Usually it involves serious growing pains. You’ve to get worse at some things to get better. You can’t control everything — like losing your generational out-half to concussion. You can only control the controllables, as clichéd as that might sound, but if you do that enough for long enough, eventually you tend to get the outcomes you want.

Last December during the Autumn Nations Cup, Bundee Aki not only spoke highly of Keegan’s capacity to impart mental skills but of the management team in general. “I definitely have faith we will get there at some stage,” he said, without specifying where ‘there’ was, “but it is a work in progress. Everyone wants it to be a perfect picture but it is a work in progress.”

It remains one. The way Ireland hung in there after going a man down in Cardiff and 12 points down against France suggests they’ve already made inroads on developing a more resilient mindset under Keegan. The improvements in the lineout under Paul O’Connell’s watch has been well documented. But clearly even in those two departments under their respective heads there’s further “work-ons”, as they say in this sport.
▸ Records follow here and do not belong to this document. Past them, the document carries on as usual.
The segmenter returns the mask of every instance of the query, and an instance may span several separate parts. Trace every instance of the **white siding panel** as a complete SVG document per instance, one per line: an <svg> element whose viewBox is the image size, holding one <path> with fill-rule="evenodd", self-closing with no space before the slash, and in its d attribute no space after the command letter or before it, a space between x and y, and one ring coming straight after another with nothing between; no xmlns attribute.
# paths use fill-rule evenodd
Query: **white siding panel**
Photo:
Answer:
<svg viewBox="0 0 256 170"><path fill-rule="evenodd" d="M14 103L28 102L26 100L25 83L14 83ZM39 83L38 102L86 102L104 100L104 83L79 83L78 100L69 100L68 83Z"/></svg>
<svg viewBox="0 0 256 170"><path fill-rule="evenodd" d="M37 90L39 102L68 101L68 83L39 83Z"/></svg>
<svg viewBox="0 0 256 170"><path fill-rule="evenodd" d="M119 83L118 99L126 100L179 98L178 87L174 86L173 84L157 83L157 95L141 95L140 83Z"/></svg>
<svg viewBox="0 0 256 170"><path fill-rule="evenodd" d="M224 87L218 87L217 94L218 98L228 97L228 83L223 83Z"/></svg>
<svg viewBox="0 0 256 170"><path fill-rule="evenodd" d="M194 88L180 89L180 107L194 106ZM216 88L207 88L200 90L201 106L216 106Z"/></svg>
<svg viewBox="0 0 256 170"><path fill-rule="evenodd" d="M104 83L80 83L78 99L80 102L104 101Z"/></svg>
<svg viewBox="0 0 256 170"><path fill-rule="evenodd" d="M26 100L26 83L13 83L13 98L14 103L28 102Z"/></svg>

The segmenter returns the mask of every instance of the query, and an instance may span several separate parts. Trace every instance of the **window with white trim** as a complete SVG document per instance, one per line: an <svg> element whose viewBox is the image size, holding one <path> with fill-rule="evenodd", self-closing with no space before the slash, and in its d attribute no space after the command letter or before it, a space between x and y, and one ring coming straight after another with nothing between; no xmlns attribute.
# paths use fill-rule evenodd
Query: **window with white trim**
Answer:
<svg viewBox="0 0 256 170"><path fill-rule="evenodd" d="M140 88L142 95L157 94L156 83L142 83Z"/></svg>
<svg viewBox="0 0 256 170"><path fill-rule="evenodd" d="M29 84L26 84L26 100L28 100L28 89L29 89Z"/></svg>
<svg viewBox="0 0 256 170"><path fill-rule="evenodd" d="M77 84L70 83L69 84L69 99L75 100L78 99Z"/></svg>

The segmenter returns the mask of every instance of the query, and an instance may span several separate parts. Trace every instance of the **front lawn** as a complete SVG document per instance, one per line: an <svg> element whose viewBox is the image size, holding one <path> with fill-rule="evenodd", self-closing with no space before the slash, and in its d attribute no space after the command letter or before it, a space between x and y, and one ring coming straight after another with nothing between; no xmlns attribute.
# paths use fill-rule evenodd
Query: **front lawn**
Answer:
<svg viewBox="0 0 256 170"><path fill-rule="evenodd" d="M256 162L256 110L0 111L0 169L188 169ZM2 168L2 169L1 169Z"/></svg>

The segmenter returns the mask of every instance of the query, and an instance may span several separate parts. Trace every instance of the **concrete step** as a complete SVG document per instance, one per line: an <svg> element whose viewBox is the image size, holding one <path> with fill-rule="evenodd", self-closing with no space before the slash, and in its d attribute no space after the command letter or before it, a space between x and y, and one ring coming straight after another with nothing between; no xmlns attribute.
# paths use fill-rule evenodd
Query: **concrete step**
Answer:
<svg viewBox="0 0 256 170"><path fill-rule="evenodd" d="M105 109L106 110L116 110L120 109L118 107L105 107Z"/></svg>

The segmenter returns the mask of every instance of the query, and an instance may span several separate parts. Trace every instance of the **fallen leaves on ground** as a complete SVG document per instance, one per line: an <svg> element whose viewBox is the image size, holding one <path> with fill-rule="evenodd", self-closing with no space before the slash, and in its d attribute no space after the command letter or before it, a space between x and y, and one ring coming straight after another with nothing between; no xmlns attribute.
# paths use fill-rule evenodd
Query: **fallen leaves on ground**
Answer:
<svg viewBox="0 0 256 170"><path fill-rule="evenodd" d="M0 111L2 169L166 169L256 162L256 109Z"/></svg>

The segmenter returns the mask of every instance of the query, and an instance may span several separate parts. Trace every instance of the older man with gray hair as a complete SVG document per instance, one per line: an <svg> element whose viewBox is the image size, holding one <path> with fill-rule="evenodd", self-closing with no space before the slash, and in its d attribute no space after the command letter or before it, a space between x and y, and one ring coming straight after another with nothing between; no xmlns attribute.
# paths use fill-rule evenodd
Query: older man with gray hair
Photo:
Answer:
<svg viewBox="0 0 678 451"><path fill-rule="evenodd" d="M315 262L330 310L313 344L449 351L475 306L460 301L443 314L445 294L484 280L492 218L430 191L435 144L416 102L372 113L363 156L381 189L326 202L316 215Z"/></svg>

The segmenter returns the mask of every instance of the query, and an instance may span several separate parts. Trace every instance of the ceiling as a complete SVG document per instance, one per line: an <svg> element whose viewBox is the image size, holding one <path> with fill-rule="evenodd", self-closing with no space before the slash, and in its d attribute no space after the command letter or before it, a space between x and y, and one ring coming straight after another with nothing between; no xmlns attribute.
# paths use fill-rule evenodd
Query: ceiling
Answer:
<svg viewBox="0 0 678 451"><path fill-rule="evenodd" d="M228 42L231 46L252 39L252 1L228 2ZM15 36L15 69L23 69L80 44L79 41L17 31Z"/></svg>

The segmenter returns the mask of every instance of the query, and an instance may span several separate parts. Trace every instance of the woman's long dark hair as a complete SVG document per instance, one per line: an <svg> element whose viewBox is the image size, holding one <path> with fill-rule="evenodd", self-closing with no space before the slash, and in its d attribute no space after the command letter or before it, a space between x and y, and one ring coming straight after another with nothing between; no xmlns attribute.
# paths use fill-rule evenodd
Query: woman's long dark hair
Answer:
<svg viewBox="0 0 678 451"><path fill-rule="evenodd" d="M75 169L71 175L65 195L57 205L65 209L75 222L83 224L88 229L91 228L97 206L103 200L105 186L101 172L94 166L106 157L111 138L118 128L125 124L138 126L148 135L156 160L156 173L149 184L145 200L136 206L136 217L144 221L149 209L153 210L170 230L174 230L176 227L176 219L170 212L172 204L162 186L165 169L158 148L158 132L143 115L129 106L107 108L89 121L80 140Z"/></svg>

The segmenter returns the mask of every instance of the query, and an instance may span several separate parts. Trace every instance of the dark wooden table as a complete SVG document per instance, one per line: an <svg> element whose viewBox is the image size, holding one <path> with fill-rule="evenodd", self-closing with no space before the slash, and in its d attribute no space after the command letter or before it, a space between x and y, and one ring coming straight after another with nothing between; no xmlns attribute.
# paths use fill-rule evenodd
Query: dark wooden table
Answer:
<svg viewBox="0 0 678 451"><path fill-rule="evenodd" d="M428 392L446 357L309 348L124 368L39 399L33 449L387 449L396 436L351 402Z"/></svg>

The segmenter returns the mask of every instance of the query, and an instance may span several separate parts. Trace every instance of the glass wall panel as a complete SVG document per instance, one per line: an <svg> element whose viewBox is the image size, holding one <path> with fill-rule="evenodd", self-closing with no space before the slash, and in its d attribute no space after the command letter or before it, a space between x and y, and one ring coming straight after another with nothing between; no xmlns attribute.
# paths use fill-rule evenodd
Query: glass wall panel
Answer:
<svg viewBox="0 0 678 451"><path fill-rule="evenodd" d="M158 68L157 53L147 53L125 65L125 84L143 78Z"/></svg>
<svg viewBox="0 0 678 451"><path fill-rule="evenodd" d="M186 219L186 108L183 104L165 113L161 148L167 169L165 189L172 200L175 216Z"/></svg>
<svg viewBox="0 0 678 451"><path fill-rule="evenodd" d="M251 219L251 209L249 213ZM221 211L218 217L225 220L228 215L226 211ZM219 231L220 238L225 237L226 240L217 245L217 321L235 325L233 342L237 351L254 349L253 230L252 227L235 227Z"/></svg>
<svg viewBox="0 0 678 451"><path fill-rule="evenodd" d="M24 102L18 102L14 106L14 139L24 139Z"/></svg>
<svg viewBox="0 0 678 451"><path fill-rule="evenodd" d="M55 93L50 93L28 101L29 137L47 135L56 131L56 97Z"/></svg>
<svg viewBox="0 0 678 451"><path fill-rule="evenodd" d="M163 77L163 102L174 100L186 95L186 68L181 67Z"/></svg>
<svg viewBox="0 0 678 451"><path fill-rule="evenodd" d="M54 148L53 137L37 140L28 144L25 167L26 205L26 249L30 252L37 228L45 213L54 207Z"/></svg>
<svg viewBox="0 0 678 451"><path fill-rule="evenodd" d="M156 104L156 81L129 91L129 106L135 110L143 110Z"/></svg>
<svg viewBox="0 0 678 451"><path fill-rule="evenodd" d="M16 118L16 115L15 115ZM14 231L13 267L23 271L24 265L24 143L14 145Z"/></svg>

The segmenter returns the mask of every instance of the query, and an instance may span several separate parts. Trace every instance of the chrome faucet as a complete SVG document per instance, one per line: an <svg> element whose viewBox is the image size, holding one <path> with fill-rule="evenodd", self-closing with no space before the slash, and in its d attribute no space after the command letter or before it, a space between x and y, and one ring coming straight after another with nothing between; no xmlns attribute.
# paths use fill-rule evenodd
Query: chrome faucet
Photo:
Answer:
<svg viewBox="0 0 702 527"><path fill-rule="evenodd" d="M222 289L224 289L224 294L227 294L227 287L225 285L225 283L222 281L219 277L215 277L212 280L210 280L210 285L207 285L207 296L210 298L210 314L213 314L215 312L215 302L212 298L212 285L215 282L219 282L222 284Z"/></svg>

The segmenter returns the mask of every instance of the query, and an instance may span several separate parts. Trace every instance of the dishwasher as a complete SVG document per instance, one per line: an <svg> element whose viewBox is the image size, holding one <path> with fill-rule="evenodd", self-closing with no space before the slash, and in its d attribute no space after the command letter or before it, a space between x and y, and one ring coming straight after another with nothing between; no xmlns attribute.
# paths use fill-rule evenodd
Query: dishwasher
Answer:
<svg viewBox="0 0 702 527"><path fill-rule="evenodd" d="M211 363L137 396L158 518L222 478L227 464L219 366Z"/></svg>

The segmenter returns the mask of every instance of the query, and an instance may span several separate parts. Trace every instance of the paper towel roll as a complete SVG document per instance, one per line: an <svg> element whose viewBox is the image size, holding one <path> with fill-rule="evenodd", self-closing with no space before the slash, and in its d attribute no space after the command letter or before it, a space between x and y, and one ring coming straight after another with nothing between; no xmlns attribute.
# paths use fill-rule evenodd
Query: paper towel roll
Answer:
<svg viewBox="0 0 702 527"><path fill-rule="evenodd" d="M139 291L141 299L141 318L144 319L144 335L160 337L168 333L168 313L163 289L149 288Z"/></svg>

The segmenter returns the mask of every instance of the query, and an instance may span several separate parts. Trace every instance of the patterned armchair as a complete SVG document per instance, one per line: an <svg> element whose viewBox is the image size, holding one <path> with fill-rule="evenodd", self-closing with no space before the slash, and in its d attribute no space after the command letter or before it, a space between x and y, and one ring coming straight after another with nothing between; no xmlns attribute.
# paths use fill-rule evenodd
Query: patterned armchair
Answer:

Peter O’Mahony’s reckless charge into that ruck in Cardiff fell under the remit of both Keegan and O’Connell, being an outrageous mental as well as technical error, but it’s hardly unforgiveable that they didn’t preempt it. You can only address some issues until you’ve had some blood as well as mud on the bib. You can take it though with both O’Connell and Keegan renowned for their candour, that O’Mahony or any Irish forward will be loath to be so heedless again.

There are certain differences as well as similarities between Keegan’s brief with the national rugby team and the one he had with the boxers. His current role is more limited. With the boxers he was essentially their David Nucifora, albeit he sits with the Australian as a high performance expert on the IRFU’s national professional games board. He doesn’t recruit or hire or fire coaches.

We can assume though that part of his remit is to work with them, improve them, just as he saw it as a huge part of his gig with the boxers. Interestingly, when he started bringing in coaching and support staff for the boxers, from Billy Walsh to Gerry Hussey, he accepted that they weren’t world class — yet. His only insistence was they were dedicated to becoming world class. And eventually they did. They were, as Aki might say, works in progress but eventually they got “there”.

The question for others, not Keegan, is whether a Mike Catt or Farrell himself will get there this side of the 2023 World Cup. Another distinction between Irish boxing and Irish rugby was that the boxers were dedicated to promoting Irish coaching talent; while they’d recruit a Zaur Antia because there was no one in the country with the Georgian’s technical expertise, they generally favoured domestic coaches, believing it eradicated any sense of native inferiority.